Nick Oliver, professor of management at Edinburgh University, told BBC Radio 4's Today programme that he was more sceptical about the "fit" between the two carmakers than the market, where their share prices had jumped yesterday.
"If you look at Renault and Fiat you've got two European brands that are not particularly strong - that's putting it mildly in Fiat's case. In the case Chrysler, they've got a strong presence in north America but they are by far the weakest... and they are terribly exposed to the SUV pick-up market in North America which is profitable in the good times but tend to tank in the bad times," he said.
And what about Renault's possible tie-up with Nissan? "I'm not sure I would describe Nissan and Renault's first love.. All the signs are that Nissan is treating this really cautiously and it's going to be hugely difficult to get Nissan to join the deal".

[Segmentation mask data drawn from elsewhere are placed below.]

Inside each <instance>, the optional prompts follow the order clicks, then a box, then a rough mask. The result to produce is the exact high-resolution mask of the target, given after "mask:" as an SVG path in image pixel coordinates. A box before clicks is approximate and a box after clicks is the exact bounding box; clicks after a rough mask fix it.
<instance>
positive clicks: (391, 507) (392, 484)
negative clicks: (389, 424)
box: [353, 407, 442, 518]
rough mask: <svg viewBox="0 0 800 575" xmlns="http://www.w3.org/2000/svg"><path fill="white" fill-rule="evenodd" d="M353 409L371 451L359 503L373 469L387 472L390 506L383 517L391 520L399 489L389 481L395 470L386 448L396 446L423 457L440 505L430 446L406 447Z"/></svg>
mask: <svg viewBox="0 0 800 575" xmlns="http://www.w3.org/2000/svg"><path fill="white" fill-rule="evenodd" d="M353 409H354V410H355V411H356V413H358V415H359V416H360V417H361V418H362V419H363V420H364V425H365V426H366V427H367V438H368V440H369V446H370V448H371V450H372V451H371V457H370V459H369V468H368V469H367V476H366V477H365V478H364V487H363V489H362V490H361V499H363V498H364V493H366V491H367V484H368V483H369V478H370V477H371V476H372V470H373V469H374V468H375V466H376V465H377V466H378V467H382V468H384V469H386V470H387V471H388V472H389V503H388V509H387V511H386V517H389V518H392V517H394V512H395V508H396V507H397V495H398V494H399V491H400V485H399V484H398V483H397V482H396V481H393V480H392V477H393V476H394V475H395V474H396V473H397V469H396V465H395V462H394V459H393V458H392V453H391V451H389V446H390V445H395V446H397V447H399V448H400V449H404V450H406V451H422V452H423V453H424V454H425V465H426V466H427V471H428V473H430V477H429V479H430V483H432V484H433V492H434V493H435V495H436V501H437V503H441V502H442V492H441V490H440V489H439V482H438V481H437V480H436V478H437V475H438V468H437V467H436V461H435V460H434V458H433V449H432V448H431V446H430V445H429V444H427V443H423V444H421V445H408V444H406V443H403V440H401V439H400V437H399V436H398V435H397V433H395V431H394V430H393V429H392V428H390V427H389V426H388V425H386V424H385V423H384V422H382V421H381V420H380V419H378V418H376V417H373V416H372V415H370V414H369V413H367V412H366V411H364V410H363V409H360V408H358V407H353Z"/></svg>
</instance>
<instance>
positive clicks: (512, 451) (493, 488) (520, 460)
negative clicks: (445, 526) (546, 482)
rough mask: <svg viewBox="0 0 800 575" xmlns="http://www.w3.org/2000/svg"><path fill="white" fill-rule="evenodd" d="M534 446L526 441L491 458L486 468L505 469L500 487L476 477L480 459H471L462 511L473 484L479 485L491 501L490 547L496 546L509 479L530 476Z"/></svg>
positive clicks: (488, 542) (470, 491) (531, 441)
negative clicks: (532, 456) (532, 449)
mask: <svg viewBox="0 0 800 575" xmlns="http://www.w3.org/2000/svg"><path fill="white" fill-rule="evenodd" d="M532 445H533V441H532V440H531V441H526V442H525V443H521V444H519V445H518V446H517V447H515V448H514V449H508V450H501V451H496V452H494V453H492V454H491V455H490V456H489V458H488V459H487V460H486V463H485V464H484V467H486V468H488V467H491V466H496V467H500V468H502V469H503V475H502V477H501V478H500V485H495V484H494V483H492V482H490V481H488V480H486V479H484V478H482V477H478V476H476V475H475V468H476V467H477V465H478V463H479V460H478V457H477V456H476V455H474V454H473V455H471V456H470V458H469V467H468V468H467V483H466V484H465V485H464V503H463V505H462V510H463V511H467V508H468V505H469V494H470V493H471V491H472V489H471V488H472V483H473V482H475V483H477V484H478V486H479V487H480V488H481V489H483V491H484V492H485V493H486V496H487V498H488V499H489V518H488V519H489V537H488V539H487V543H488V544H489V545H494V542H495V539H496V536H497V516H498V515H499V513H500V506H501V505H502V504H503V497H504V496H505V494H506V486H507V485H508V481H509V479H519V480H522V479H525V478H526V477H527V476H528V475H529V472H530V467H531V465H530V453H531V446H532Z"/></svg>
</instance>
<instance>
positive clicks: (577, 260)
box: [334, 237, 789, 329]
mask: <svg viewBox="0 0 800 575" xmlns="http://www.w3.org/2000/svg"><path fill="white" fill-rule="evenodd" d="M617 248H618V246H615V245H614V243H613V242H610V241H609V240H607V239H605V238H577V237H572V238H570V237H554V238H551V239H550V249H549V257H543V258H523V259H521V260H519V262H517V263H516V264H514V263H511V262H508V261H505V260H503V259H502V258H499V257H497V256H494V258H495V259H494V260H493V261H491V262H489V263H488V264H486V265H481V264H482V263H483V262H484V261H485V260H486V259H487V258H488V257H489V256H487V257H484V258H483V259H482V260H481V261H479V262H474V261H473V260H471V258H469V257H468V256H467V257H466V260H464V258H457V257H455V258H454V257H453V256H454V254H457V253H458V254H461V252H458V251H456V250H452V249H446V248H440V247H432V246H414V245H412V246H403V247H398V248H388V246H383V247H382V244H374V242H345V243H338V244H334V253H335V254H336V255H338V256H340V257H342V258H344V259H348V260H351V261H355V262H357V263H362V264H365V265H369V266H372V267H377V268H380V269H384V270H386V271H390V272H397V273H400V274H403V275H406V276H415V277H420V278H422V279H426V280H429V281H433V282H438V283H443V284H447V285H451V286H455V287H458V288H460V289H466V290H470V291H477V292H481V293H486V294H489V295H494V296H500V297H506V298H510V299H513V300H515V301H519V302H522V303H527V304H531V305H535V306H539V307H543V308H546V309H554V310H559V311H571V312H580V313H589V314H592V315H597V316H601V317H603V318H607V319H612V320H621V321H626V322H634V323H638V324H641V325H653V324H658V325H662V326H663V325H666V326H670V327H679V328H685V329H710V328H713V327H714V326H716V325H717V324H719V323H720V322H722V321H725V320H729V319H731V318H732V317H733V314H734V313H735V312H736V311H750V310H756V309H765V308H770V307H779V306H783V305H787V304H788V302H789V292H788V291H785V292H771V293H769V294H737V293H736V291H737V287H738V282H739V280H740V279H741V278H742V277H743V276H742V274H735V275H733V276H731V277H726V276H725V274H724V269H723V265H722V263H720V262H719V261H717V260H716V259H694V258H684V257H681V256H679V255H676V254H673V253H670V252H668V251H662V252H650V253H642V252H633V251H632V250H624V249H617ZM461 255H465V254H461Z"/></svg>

"Integrating car companies is really difficult," he said. Two weaker companies put together does not make them a stronger one.
BBC Radio 5 Live
Wake Up To Money
The proposed Fiat Chrysler-Renault merger has set Dieter Becker, global head of automotive at KPMG, pondering the future of competition.
"The definition of competition has changed," he told Wake Up To Money, predicting that the competition of the future for the car industry will come from the technology and software companies.
"It's just the beginning of a bigger wave that will come for many companies when they realise that the real competition is not within the industry, the real competition is in the wider ecosystem," he said.
Renault chairman Jean-Dominique Senard has replaced Carlos Ghosn on the board of Nissan.
Renault owns 43% of the Japanese car maker.
Mr Senard, introduced to shareholders at this morning's extraordinary meeting, promised to do his best to keep the company's performance on track.
"I will dedicate my energy to enhance the future of Nissan," said Mr Senard.